Five service members were killed by one blast, and two others died in a separate attack, according to the NATO-led International Security Assistance Force. No other information about the military members was released. The deaths bring the number of U.S. soldiers killed since Saturday to 14.
Witnesses near Kandahar city reported seeing a large blast destroy an armored vehicle in an American military convoy this afternoon on Highway 1, just west of the southern city, The New York Times reported.
Southern Afghanistan, home turf to Taliban insurgents, has been the focus of stepped-up American military operations.
But a week ago, top NATO and U.S. military commander Gen.

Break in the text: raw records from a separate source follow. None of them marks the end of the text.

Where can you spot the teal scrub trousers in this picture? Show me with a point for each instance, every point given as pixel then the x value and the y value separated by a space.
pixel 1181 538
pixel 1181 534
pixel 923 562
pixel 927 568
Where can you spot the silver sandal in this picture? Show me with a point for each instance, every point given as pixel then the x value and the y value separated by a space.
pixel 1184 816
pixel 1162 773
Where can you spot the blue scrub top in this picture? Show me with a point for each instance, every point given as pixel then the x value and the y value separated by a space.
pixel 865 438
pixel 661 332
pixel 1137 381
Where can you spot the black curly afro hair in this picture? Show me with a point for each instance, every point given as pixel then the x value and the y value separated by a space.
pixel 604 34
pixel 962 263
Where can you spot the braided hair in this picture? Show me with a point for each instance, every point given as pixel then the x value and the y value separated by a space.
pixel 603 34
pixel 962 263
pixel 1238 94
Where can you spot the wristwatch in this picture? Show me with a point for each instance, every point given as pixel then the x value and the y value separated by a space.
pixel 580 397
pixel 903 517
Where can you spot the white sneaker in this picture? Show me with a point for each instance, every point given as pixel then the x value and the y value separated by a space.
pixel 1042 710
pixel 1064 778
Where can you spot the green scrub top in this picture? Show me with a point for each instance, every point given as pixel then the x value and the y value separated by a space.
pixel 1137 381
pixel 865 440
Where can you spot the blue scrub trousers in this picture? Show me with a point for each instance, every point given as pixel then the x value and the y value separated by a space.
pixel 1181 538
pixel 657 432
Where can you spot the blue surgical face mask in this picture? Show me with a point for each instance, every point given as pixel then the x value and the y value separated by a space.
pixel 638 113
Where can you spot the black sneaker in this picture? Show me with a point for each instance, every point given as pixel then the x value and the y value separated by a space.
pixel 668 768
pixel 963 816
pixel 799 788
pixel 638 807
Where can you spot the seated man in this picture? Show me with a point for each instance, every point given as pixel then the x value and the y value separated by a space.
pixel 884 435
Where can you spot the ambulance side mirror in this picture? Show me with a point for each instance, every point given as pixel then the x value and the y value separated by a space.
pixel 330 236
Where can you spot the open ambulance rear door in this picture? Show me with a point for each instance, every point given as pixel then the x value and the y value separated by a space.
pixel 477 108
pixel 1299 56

David Petraeus told the BBC that momentum gained by the Taliban had been reversed in the southern provinces of Helmand and Kandahar, as well as near Kabul.
"You not only have to reverse the momentum, you have to take away those sanctuaries and safe havens that the Taliban have been able to establish over the course of those years," Petraeus said.
Insurgent leaders have said anyone linked to foreign governments, aid agencies or the government of Afghan President Hamid Karzai is a target.
Separately, Sayed Mohammad Pahlawan, a local official in Nagahar province, was killed this morning when a remote-controlled bomb exploded in his car near the eastern city of Jalalabad, Agence France-Presse reported.
"He was on his way to the office of the provincial governor," spokesman Ahmad Zia Abdulzai told the French news agency.